I have a problem with the term "Knowledge Management" in that I have not yet seen a product (software or system) which performs Knowledge Management functions that are an improvement on existing Document Management and Workflow Management systems.

Up until recently, this hasn't really been a problem for me. I've just laughed in the face of those who claim to be offering "Knowledge Management" services because they could never define what it is they are offering.

But now my new employer tells me that I am offering Knowledge Management. My new employer can't define it, and doesn't know exactly what we will be selling. I don't like trying to sell imaginary products. It tends to cause the clients to loose faith in us and avoid any future business.

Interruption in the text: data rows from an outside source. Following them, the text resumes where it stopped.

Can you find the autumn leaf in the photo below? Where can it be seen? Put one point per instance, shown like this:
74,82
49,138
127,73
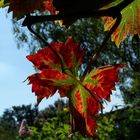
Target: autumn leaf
85,96
130,23
51,78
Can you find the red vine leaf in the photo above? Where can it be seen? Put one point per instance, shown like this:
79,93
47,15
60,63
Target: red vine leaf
50,78
130,23
86,97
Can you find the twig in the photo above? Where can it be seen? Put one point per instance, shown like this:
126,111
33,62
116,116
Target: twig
112,12
47,44
102,47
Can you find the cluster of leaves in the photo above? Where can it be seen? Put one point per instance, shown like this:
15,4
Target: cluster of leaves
85,94
58,65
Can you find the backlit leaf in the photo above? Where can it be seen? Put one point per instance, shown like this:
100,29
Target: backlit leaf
130,23
50,76
86,97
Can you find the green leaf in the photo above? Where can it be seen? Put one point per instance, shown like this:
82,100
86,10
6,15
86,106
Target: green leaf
130,23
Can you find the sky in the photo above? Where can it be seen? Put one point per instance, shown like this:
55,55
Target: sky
15,68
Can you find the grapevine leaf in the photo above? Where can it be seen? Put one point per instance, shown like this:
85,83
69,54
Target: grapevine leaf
50,77
130,23
86,97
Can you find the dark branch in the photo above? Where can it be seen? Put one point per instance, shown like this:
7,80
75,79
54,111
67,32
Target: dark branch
48,45
112,12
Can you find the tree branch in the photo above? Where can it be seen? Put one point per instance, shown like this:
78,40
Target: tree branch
112,12
48,45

Now do I have to laugh at myself until I find a new (more real) job??

Wow, 5 write-ups and still no definition. So let me have a try (I'm not an economist nor a manager, so take this with a grain of salt):

If you grew up in a capitalistic country, you have probably learned at school that there are three factors needed in every economy to create anything of value (be it a product or a service): Labor, Land and Capital. Since capital (i.e. machines) is in the long run normally cheaper than people, much of the physical labor needed to produce things has already been replaced by capital (and some 'land' like e.g. energy). Now many workers contribute their knowledge and their experience instead of their strength. Knowledge management can be seen as an attempt to increase the efficiency of these knowledge workers similar to how the assembly line increased the efficiency of physical workers.

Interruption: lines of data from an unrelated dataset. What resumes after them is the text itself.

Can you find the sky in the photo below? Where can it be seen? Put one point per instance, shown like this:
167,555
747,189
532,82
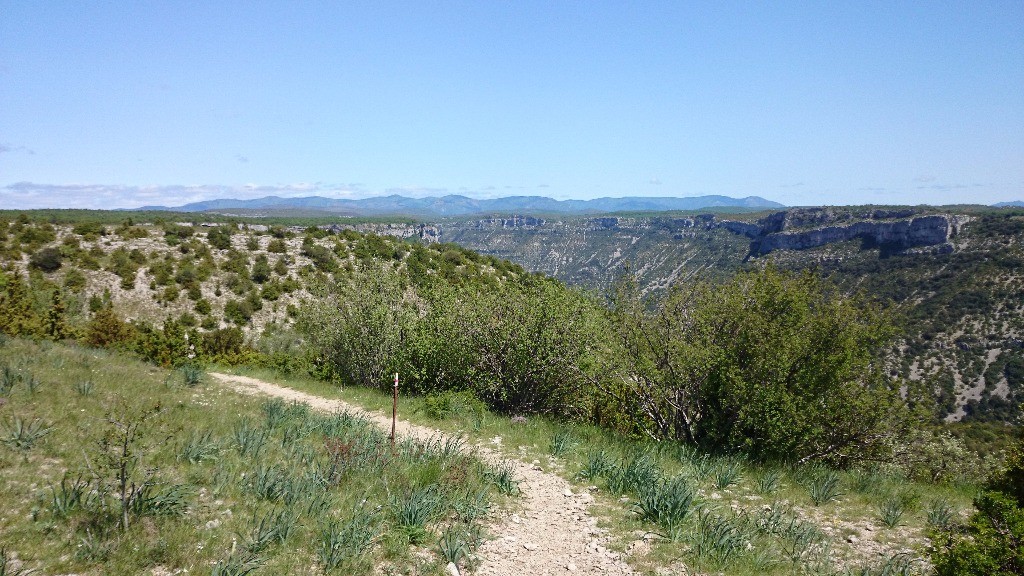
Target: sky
108,105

A lot of people mean different things when they say "knowledge management". In the sense of the broad definition given above knowledge management encompasses a lot of practices:

Of course computer scientists are often fascinated the most by the "Knowledge capture" part, but also management types seem to like it. Since knowledge is - in contrast to strength - closely related to its owner (i.e. the employee), companies fear that success-critical knowledge might get lost as employees are increasingly willing to change their employer. A strategy to defend against this (beside a lot of others) is to try to capture the knowledge of the workers in an easily accessible way so any replacement worker can start on nearly the same level as the went-away. Capturing knowledge already has happened for a long time. Just remember all the reports, papers, ... you or your boss have to write. But with the advent of computers, the web and full-text search indices the 'easy access' problem might also become solvable. One approach would be to have workers enter their findings into a database like E2 where others with the same information need can find them later on. (And then there are all these visions of Science-Fiction authors about information accessible with a thought and an eyelid wink.) Of course this creates up-front costs (the work time of entering knowledge) so don't expect it to happen soon in the current quarterly result-oriented economy.

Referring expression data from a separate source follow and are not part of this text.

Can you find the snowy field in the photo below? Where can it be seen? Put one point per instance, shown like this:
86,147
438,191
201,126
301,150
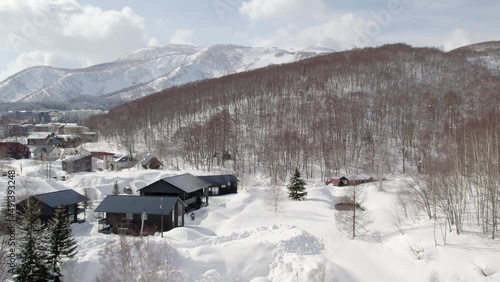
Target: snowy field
240,238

In such a 'mechanistic' knowledge management scenario humans are in the long run only needed to process information using the knowledge provided by the system and producing new knowledge by having lapses of creativity. In the very long run the system itself might become intelligent enough to do all the processing on its own. That will be the time when Men is no longer needed.

As a contrast to this top-down definition have a look at "What is knowledge management" (http://www.media-access.com/whatis.html) an IMHO good bottom-up definition.

(BTW, I'm also not a native English speaker. Please /msg me if any of the economic terminology above is wrong.)

Recent thinking in |knowledge management (KM) divides knowledge into two types: explicit and tacit. Explicit knowledge is generally thought of as information, which the folks at IBM (et al) have been managing for years. The other pile of knowledge, (the tacit stuff) is what sits inside peoples heads, that even they are unable to express clearly through language.

When I think of KM, I tend to gravitate to the art of trying to manage that tacit knowledge. That is the vast untapped resource that the corporations are trying to tap into to increase their stock prices. But the fact remains that it is still very much an art as opposed to a science. How can one manage that which cannot be expressed?

Maybe the number crunchers and the stock watchers are just jerking our collective chains. Maybe they invented this thing called tacit knowledge to artificially inflate the assumed knowledge asset value of their corporate populations. Why not? Stock prices among NetGens and DotComs are pretty well entirely based on perception of value as opposed to assets, revenues and profits.

So there is your definition: Knowledge Management is an artificial construct invented by stock manipulators to artificially inflate stock value by persuading the populace that there is tremendous value in the gray matter of their employees.

What knowledge worker would not want to believe that not only is what he/she knows he/she knows valuable and important, but even the stuff he/she doesn't know he/she knows. Ya know?